We looked at use of the emergency department by older adults that had 90 or more consecutive days of residence in nursing homes. We looked at patterns of emergency department use over a 10 year period of time. Over that period, we saw that half of all long-stay nursing home patients use the emergency department in a year.
It’s interesting that we looked at those patients and saw that most of them were not admitted to the hospital. We then dove deeper and looked at dementia severity, and we found that severity does not predict time to the first emergency department visit by long-stay nursing home residents.
We then dove even deeper and saw that age, race, the number of patient conditions and hospitalizations, and DNR status does influence time to emergency department visits.
Why isn’t cognitive status a big influence?
It’s a very interesting question, but we don’t have the ability from the data that we have to say why that is.
But it raises questions for people who are taking care of these patients, for family members who are involved in the care of loved ones, and for policy makers. If patients with advanced dementia seemingly have the same patterns of care as patients with no dementia or early to moderate dementia, why is that?
What effect to do you hope your report has on nursing homes and health care providers?
My hope is that it brings to light that we really need to understand on a population level the factors that put our patients at risk for unnecessary emergency department use.

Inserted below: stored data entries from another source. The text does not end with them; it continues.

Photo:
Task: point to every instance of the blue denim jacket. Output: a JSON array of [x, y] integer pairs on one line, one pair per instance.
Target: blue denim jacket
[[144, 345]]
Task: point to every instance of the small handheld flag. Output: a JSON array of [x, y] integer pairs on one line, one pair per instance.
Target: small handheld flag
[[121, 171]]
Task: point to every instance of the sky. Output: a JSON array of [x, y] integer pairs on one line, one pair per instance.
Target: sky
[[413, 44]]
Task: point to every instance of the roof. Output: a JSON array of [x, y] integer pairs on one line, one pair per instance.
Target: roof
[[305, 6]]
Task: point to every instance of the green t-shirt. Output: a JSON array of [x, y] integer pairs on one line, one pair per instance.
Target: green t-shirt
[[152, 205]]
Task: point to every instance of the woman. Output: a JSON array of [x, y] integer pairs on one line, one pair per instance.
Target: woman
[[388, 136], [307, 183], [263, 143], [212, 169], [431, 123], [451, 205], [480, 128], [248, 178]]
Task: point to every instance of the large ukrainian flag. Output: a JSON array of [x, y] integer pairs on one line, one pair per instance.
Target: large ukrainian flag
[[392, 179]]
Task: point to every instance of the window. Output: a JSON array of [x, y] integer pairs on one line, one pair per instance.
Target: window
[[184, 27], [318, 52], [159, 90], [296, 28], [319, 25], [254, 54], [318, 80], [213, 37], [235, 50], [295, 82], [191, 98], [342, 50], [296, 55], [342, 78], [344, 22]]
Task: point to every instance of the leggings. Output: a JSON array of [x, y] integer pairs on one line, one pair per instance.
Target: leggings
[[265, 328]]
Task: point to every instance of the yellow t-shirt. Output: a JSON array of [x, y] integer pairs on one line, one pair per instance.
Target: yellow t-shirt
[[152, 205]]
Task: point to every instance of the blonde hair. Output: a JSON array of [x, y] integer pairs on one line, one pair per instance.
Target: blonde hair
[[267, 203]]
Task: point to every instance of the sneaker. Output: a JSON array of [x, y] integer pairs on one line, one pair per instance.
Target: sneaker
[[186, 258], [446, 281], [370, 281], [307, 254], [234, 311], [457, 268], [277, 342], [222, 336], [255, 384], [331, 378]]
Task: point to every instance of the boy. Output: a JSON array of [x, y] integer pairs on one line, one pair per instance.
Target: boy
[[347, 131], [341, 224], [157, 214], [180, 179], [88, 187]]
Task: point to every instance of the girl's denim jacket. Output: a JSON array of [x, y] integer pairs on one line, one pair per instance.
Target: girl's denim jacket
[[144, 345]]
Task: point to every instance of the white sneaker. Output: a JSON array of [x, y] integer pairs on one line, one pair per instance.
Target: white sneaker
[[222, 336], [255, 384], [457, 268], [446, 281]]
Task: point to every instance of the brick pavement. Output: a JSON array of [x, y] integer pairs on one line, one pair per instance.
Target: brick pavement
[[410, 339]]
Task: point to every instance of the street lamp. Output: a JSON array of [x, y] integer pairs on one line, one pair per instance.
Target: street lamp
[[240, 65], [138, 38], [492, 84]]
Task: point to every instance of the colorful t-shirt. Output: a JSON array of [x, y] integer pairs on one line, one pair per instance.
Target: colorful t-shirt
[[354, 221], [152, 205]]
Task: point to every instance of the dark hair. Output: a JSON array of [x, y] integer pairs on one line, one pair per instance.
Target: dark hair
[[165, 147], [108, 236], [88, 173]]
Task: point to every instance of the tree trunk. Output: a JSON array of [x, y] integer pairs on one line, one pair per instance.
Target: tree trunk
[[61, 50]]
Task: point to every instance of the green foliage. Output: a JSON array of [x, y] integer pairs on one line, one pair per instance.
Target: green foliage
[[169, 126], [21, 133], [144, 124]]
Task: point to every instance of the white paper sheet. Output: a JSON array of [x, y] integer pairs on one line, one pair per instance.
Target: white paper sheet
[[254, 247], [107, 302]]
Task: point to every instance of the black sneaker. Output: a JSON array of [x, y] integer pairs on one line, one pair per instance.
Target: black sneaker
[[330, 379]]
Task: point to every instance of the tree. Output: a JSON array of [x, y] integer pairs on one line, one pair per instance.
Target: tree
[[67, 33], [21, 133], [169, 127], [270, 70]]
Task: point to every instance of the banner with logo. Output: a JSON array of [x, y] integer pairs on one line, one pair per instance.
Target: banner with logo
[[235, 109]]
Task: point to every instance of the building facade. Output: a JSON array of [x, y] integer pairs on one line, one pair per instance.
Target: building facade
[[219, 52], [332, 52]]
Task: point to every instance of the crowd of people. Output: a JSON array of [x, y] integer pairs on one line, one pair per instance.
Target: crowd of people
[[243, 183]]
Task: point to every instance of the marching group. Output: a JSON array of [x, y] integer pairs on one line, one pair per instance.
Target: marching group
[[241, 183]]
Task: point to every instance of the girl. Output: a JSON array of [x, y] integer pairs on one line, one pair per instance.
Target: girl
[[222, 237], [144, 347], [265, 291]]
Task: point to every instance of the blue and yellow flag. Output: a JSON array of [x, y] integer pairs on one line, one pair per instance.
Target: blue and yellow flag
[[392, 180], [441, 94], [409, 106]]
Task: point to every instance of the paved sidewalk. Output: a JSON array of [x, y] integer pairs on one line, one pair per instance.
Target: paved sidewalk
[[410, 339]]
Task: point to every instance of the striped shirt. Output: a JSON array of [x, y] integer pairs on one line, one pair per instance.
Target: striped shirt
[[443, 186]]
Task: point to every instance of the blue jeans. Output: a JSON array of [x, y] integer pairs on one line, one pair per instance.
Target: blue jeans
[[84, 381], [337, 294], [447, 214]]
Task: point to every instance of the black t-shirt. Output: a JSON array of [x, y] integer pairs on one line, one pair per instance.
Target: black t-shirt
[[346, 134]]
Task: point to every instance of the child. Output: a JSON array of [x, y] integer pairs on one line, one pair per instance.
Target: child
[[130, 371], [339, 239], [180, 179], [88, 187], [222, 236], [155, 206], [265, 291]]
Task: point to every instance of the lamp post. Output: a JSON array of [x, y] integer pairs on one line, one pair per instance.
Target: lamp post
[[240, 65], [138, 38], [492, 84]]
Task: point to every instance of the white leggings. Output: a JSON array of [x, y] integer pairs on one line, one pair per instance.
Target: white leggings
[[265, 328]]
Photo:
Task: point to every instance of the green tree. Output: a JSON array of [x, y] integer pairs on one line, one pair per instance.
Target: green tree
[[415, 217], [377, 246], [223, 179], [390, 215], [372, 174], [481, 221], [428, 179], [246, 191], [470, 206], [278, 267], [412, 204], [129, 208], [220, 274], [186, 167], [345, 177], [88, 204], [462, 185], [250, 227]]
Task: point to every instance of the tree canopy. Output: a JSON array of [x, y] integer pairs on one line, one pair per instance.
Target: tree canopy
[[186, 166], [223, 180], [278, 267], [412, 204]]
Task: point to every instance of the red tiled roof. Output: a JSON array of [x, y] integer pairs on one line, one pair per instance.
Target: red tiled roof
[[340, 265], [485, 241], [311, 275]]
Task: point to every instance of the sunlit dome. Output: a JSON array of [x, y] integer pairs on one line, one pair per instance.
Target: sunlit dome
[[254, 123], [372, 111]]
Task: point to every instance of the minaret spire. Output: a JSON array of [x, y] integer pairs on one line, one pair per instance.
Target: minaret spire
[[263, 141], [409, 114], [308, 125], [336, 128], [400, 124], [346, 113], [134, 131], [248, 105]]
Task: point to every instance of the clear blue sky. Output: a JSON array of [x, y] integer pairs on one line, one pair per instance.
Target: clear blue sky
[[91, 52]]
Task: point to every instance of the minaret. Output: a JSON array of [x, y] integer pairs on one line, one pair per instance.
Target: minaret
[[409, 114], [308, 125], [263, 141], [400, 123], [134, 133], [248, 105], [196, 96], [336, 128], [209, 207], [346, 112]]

Understanding that the emergency department is not an easy place for many people, but especially older adults with cognitive impairment.
We need to have discussions with our patients and our patients’ caregivers on the goals of care for our long-staying nursing home residents, and in particular, those with advancing cognitive impairment.
You also found that among nursing home residents sent to the ED, people with advanced stage dementia were more likely to receive a diagnosis of a urinary tract infection. Why is this?
We found that when we looked at the diagnoses associated with the emergency department visit that patients with advanced dementia were more likely to have a diagnosis of urinary tract infection.
We don’t know the reason behind this diagnosis being assigned. It may be because these older adults are more likely to have urinary tract infections, which could be unrelated to the care they’re receiving in the nursing home environment.
Or it could be because older adults frequently experience asymptomatic bacteriuria and pyuria. Essentially, older adults will have urinalyses that make it look like they have an infection when they don’t.
When an older adult is sent to the emergency department and doctors are looking for what’s wrong with them, they do lots of tests. They may find a urinalysis that looks like an infection, because it’s the only thing they can come up with. They assign a diagnosis of urinary tract infection as the reason for the visit.
People without dementia may be better able to tell you why they are there, and so doctors are able to formulate a better diagnosis and reason for visit.